The consequences of this unprecedented approach by both countries may reach beyond Iran’s nuclear issue, thus reshaping the geopolitics of the region. The Obama administration’s clear rejection of pressures by the lobbying of pro-Israel groups opposed to the deal and its supporters in Washington, as well as some Arab countries in the region, could be the dawn of a new era in US foreign policy toward the Middle East.
Highlighting Obama’s determination to bring Iran’s nuclear crisis to an end at a news conference in Geneva, Kerry remarked that while some in Congress might seek to impose new sanctions on Iran, “The president obviously has a possibility of a veto.”
The relationship between Iran and the United States should not necessarily be defined in the framework of a zero-sum game. Cooperation between the United States as a global power and Iran as a regional power may bring about stability from the east in Afghanistan to the west in Lebanon — which appears on the verge of falling into another civil war with the interference of some Arab countries.
Salafi extremists and terrorists represent common adversaries for the United States, Iran and countries in the region and beyond. And both the United States and Iran require stability in the region to advance their national interests. Iran seeks to sell its oil and attract foreign investment for development, while the capitalist system — led by the United States — seeks to secure safe passage for oil in the region’s waters.

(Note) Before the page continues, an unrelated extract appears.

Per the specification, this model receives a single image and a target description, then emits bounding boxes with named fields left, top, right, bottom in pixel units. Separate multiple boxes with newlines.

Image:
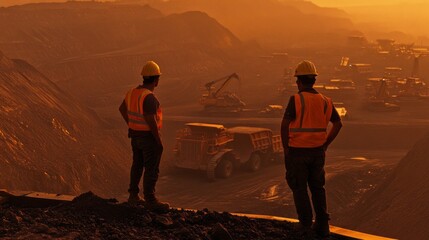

Rather than distancing themselves from the United States by exacerbating their differences with Iran while the United States and Iran are striving to settle theirs, the countries in the region should embrace the move toward a new Middle East. The countries in the region could instead positively respond to Iran’s efforts at rapprochement with the United States, which are paramount in the Rouhani government’s near-term agenda. Detente between Iran and the United States may leave no choice but for this to occur. “Be assured that the nuclear deal is in favor of the stability and security of the region,” Zarif said in Kuwait on Dec. 1. In an official statement, Saudi Arabia viewed the agreement as a primary step toward a comprehensive solution to the Iranian nuclear issue provided it leads to a Middle East and Gulf region free of all weapons of mass destruction, and hoping that such a step will be followed by more important steps that lead to a guarantee of the right of all countries in the region to peacefully use nuclear energy.
Soon after the Geneva nuclear deal, Iran declared its readiness to start a “new page” in relations with the Persian Gulf region. Last week, Tehran received the foreign minister of the United Arab Emirates (UAE) very warmly. Abdullah bin Zayed met President Hassan Rouhani as well as his Iranian counterpart Zarif during the first such trip by the UAE's foreign minister in years. On his first visit to a Persian Gulf Arab state that will also take him to Oman, Zarif arrived in Kuwait on Dec. 1. Zarif is also supposed to visit Riyadh soon. He may attend the Manama Dialogue in Bahrain on Dec. 7. This is the time for Tehran and Riyadh and the Gulf Cooperation Council (GCC) to talk to each other rather than about each other. “We look at Saudi Arabia as a very important and influential country in the region,” Zarif told reporters upon his arrival in Kuwait. With international support, it is the right time for Iran and Saudi Arabia, Iraq and the GCC to realize the 10-point plan building a “Regional Cooperation System in the Persian Gulf” for the purposes of removing hostilities, securing peace and stability in the region and beyond, fighting terrorism and extremism, realizing a weapons of mass destruction free zone in the Persian Gulf and the entire Middle East and more.